Being an Eagles fan is important to Pat, whose father's moods revolve around the team. He also witnesses his mother's pain, as she waits to see what temper her husband will be in based on a game's outcome. His father's mania is not unusual in Philadelphia, where Eagles fandom is a blood sport, something Pat gets caught up in at a tailgate party, when he attacks a Giants fan while defending his brother Jake.

Soon after his move back home, Pat is befriended in an odd and cautious way by Tiffany, who silently waits for Pat when he comes out to run (he works out 10 hours a day), and follows him at a distance. They begin a wary alliance, and she tells him she's scouting his work ethic, his endurance and his ability to persevere, but won't tell him why.

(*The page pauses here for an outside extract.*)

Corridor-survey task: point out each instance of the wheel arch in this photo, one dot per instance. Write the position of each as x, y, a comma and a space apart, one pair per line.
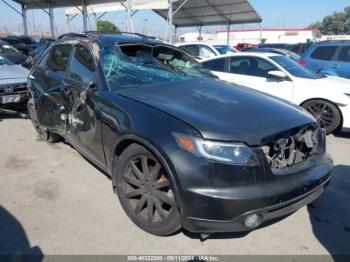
329, 101
130, 139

Friendship, family, connection and discovery intertwine in a marvelous way in this appealing novel. Pat thinks that just when a movie's main character believes all is lost, something surprising happens, leading to a happy ending, so he continues to hope that he'll be reunited with Nikki, that God will not let him down. As Pat doggedly practices being kind rather than right, grace enters his life in unexpected ways ("Miracles happen on Christmas, Pat. Everybody knows that shit."), and he realizes that life is not a movie. In refusing to be defeated by pessimism, Pat learns about true silver linings, not pretty happy endings.--Marilyn Dahl

Shelf Talker: An engaging, poignant and sweetly funny novel about a man's search for happiness after heartbreak.